Tomlinson et al. (17) have previously used a similar type of analysis to analyze the diversity of amino acids at specific positions in the germline and mature Ab sequences. They found that the frequency of somatic hypermutation and the diversity of the germline sequences is highest in the CDRs. Rather than focus on the mutation frequencies, we examine the type of mutation and its functional implications deduced from the location in the structure. The results indicate that residue type changes during the somatic hypermutation process are significant and have underlying functional rationales.
| Materials and Methods |
|---|
|
|
|---|
The V(D)J germline fitting algorithm is intended to provide reasonable solutions for the germline Ab sequence based on the mature protein sequence for the large majority of cases. It is recognized that no such fitting procedure can be completely free of ambiguities. In some cases, the length of the D region or the lack of residues in many publicly available sequences gives insufficient information for a certain fit. The flexible joining mechanisms of the natural process also limit the reliability of the method. For example, the natural N nucleotide addition process inserts random bases into the sequence, making the concept of a precursor gene at those positions inapplicable. In all situations, the default algorithm behavior is to assume that there was no mutation and that the germline sequence at ambiguous positions is identical with the mature sequence.
The gene fitting algorithms for the H and L chains share some basic features. In each case, the mature protein sequence is converted to a most probable DNA sequence using mouse or human codon probability tables. Comparisons with the germline V(D)J gene sequences must be done with the DNA sequence, because the germline genes may be read in multiple reading frames (only D and J genes) depending on their position in the final sequence and because some sequences, especially D genes, are too short to reliably match using the reduced information in the protein sequences. Readers interested in the most exhaustive germline fitting procedure for the D gene region should consult the work of Monod et al. (18). Once the most probable mature DNA sequence is determined, V, J, and, if appropriate, D genes from the known library of genes are sequentially fit to the sequence. V(D)J genes are taken from the ImMunoGeneTics (IMGT) database (15, 16). The fitting is done exhaustively for individual gene possibilities by sliding the library gene along the mature DNA sequence and recording the number of matching bases at each offset. Although simple and easy to code, this approach is more reliable than a BLAST search because of the short sequences involved. It is affordable because of the small number of possible germline V(D)J genes; analysis of a L/H chain pair takes a couple minutes.
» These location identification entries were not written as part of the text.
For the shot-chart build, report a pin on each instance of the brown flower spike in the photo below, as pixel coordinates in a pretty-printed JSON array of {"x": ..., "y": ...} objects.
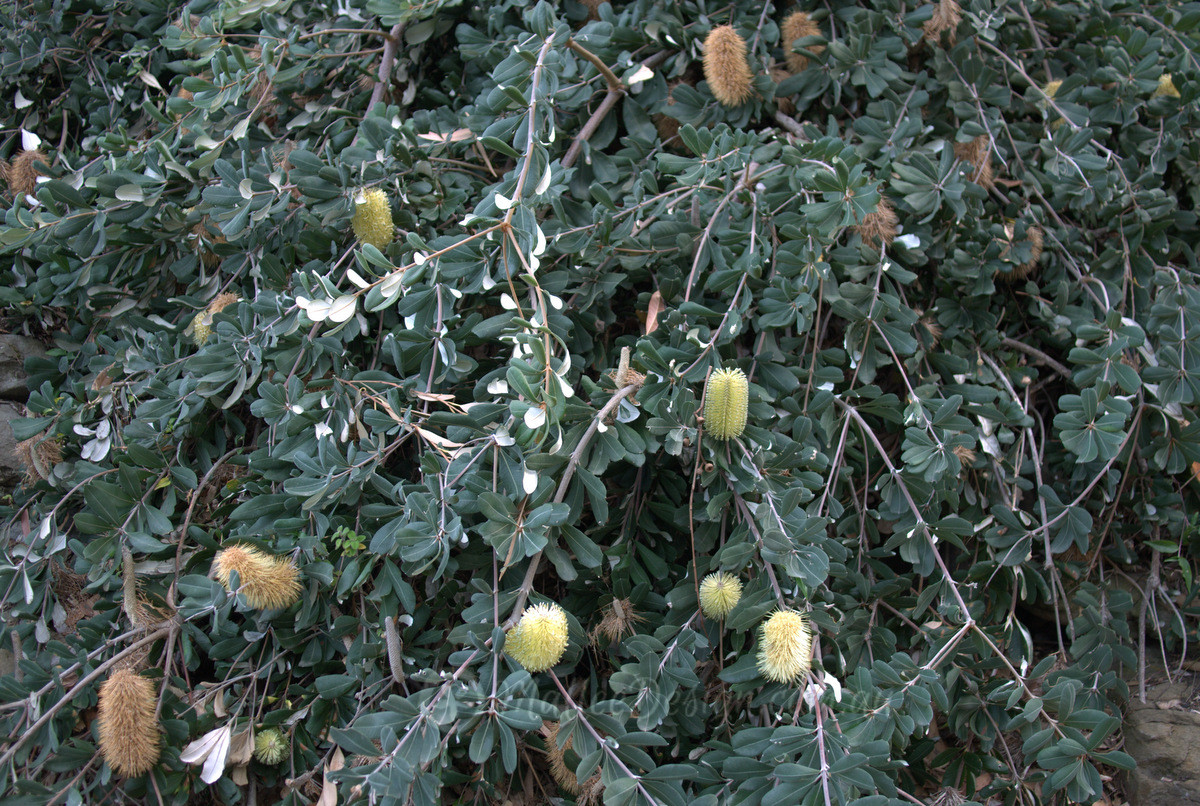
[
  {"x": 129, "y": 731},
  {"x": 947, "y": 16},
  {"x": 798, "y": 25},
  {"x": 880, "y": 224},
  {"x": 726, "y": 68},
  {"x": 24, "y": 172},
  {"x": 978, "y": 154}
]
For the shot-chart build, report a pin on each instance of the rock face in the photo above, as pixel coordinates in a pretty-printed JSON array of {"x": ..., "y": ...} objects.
[
  {"x": 11, "y": 468},
  {"x": 1163, "y": 735},
  {"x": 13, "y": 352}
]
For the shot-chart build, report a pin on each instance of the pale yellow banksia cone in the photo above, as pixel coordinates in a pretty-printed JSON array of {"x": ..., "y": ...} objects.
[
  {"x": 539, "y": 638},
  {"x": 726, "y": 403},
  {"x": 372, "y": 218},
  {"x": 129, "y": 731},
  {"x": 726, "y": 68},
  {"x": 1165, "y": 88},
  {"x": 798, "y": 25},
  {"x": 785, "y": 647},
  {"x": 267, "y": 582},
  {"x": 719, "y": 594}
]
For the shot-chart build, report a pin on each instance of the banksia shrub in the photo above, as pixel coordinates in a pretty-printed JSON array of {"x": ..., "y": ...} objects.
[
  {"x": 785, "y": 647},
  {"x": 270, "y": 746},
  {"x": 372, "y": 218},
  {"x": 267, "y": 582},
  {"x": 726, "y": 68},
  {"x": 24, "y": 172},
  {"x": 539, "y": 638},
  {"x": 719, "y": 594},
  {"x": 798, "y": 25},
  {"x": 129, "y": 731},
  {"x": 726, "y": 403}
]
Fitting for the whole data set can be done in 12 days on a computer cluster and could be done considerably faster if the method and code were to be optimized. It should be noted that a useful, fast, and accessible algorithm for blasting against the V genes (IgBLAST) is available on the National Center for Biotechnology Information website (www.ncbi.nlm.nih.gov/igblast).
The L and H chain matching is handled using a similar exhaustive procedure. In each case the V genes are matched first near the N terminus of the sequence, and the best match is retained. The unmatched portion of the sequence is then extracted, and the best J gene match is found using a similar procedure. For the L chains, this process is repeated for each possible V gene to account for the possibility that an overly long V gene was chosen because it simply adds extra base matches near the C-terminal end rather than improving the final fit. There are cases where a V gene with a lower match score leads to a better overall fit because it allows room for a better-fitting J gene. The H chain is handled similarly; for each possible V gene match the entire set of possible J genes is placed at the end of the sequence. For each V-J combination, the remaining unmatched sequence is fit to the D gene library. Most but not all H chains have a D gene segment inserted between the V gene and J gene portions.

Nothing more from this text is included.